There are just "businesses with websites". Which is most businesses these
days. Like Gap. Gap is a business with a website (their online store). So is
Amazon. Should we call them different things cause Amazon has warehouses but
no commercial premises? No they are both "retailers with a website". So
startup should be replaced by:

"[ type of ] business with a website".

Some are software businesses, like Facebook or Google or Microsoft. Some are
B2C, others are B2B. Just cause some of them choose to make digital products
(software) and deliver them via a website doesn't make them a "startup" cause
there are startups that make physical stuff.

------
kkt262
I truly believe that there should be no distinction between the two. A startup
is a business.

------
funthree
Axiom: Words are just pointers to actual thoughts we intend to project

A startup is definitely a business, by definition of anyone who runs a startup
that actually works. The author might have conveyed his point more astutely by
choosing different terms. Saying that you are just building a startup and not
a business because you are forcing your hand at growth prematurely seems a
little immature because all of the people that have a different understanding
of the word startup are going to be shaking their heads a little bit.

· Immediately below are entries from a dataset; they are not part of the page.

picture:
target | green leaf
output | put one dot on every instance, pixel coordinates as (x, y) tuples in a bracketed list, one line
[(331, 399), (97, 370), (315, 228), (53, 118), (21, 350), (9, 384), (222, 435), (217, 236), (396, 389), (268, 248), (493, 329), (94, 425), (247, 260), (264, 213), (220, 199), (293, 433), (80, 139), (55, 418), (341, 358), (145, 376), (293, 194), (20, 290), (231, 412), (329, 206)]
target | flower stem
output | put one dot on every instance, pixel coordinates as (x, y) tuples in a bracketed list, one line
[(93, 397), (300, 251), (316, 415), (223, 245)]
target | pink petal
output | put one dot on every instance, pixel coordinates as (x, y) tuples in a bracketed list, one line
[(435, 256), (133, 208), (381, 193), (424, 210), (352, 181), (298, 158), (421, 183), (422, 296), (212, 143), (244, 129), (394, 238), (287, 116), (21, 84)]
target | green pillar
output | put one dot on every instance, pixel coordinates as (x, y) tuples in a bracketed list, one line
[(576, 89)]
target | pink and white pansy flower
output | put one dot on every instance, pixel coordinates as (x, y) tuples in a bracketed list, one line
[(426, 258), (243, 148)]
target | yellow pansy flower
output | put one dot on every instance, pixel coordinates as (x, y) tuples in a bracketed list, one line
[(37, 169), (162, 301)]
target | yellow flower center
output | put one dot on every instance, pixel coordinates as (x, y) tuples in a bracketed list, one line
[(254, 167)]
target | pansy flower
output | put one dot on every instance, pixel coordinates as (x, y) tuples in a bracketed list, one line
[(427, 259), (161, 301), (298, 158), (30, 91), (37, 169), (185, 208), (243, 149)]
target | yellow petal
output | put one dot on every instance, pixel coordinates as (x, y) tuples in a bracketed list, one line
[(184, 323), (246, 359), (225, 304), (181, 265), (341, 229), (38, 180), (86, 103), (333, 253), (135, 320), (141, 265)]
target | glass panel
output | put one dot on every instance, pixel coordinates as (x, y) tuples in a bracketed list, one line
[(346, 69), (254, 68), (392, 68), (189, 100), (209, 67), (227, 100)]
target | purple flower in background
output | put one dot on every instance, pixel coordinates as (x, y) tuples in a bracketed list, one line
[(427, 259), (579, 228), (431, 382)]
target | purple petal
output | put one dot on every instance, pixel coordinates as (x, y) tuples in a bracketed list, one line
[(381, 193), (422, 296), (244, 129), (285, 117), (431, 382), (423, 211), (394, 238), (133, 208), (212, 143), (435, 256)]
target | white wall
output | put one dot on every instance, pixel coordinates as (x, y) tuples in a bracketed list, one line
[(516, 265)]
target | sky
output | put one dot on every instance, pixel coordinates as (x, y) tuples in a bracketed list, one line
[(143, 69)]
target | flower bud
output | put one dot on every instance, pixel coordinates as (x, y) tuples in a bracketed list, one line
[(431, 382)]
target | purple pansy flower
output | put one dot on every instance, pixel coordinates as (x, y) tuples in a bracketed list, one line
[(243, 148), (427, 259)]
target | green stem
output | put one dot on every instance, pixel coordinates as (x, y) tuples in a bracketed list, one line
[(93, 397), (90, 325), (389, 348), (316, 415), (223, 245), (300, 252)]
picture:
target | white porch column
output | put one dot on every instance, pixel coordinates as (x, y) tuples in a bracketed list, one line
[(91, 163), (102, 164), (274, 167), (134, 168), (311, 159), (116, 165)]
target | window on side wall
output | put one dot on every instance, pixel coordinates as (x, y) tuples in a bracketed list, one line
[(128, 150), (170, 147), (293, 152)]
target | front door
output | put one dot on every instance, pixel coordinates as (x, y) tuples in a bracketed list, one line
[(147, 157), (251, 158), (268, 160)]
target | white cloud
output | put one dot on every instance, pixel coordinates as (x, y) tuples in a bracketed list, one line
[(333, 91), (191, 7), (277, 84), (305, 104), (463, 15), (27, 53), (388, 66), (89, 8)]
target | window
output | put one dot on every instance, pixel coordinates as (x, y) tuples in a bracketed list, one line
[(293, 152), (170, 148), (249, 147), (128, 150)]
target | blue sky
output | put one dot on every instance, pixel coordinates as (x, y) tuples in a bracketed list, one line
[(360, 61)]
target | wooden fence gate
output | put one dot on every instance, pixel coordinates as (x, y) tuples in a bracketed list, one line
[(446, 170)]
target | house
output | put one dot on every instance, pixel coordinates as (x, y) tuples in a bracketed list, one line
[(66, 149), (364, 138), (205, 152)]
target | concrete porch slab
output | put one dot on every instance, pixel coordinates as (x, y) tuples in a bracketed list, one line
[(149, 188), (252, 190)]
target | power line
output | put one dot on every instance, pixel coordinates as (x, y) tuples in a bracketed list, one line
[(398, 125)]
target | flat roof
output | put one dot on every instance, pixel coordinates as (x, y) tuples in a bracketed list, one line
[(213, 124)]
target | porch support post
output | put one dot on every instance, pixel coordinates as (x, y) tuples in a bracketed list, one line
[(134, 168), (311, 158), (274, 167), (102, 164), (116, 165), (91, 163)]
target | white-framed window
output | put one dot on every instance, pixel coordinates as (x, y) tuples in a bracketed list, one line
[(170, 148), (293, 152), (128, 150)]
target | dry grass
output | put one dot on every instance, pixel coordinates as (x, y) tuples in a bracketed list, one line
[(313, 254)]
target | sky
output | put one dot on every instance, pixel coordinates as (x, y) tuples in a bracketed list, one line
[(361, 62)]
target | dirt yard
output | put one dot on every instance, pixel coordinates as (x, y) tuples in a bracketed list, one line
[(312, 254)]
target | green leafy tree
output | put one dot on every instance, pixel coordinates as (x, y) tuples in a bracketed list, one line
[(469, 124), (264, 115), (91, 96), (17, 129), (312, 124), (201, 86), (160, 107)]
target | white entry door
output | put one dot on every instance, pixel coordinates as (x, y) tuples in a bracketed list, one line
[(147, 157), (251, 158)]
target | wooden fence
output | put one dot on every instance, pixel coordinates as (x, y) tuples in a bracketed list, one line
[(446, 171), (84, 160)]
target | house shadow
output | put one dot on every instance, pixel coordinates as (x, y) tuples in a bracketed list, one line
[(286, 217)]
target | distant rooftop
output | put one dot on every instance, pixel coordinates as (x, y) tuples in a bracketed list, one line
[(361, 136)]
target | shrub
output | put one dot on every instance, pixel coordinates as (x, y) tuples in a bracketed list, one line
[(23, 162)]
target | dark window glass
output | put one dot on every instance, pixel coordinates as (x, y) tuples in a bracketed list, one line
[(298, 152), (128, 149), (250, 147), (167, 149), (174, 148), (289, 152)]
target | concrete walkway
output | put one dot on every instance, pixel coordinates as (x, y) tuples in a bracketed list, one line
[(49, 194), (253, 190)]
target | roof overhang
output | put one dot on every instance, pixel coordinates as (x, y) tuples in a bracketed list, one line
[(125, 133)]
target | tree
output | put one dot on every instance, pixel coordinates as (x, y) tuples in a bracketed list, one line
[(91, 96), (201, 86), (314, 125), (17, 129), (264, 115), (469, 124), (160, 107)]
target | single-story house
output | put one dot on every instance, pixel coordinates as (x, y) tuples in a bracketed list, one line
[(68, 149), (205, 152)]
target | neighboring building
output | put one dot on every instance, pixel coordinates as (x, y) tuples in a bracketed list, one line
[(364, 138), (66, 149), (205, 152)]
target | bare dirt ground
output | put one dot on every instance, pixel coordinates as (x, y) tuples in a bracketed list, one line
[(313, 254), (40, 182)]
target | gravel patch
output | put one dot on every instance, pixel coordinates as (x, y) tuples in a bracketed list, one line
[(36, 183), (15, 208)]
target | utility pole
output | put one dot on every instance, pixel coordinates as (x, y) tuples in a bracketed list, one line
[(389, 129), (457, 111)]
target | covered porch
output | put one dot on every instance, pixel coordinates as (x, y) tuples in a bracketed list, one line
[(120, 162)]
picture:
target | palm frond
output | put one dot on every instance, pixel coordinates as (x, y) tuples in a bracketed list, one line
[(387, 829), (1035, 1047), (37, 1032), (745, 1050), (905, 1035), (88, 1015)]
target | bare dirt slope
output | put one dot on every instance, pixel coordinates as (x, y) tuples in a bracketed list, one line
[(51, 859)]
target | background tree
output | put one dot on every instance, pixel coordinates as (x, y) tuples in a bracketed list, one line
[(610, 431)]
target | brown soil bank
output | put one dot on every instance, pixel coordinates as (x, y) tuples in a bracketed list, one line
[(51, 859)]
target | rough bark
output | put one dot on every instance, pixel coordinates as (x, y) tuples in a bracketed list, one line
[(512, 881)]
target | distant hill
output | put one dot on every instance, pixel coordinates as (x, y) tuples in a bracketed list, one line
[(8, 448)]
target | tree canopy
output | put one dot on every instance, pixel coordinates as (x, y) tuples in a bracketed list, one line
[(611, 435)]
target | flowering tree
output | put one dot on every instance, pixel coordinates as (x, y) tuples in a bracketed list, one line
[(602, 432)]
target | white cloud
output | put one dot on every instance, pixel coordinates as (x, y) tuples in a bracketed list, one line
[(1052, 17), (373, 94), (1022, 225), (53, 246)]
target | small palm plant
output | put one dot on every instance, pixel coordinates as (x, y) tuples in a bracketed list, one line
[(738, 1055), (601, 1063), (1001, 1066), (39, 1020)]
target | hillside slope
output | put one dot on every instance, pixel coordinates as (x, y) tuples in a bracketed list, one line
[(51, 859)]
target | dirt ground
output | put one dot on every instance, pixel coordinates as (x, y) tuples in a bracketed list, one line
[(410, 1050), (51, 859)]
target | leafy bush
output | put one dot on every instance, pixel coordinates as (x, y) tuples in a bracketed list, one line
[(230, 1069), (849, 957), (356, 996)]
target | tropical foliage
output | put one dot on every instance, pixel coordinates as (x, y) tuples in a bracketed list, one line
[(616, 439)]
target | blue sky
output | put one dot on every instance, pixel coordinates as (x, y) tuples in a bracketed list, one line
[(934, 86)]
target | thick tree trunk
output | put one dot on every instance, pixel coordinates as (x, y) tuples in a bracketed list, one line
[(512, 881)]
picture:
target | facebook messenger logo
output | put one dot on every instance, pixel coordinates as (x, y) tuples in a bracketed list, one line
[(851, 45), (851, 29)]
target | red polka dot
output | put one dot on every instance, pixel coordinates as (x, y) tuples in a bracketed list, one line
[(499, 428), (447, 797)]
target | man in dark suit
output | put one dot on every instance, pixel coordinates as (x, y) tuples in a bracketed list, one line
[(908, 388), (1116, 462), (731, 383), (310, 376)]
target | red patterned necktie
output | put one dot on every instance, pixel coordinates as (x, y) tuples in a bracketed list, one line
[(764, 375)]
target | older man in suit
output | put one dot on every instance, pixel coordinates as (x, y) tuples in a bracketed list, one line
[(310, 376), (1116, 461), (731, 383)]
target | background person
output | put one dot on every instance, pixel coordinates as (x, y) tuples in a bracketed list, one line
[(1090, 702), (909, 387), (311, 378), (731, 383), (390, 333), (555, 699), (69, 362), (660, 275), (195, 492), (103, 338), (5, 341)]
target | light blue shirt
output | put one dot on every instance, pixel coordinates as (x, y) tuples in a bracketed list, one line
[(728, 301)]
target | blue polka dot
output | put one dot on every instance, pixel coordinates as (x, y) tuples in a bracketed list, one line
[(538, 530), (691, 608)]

Startup are as much about marketing as they are about scaling out.

You have to have both balanced out, and there are many equally important
aspects of any business. I think that forcing your business to grow before
there are really any sales only works if you have a greater and over-arching
sales or marketing plan that this plays into. That is, if you haven't proven
your idea with real customer testimonials, or you arent better-solving some
other problem that has already been proven to bring in revenue then it's just
a mistake.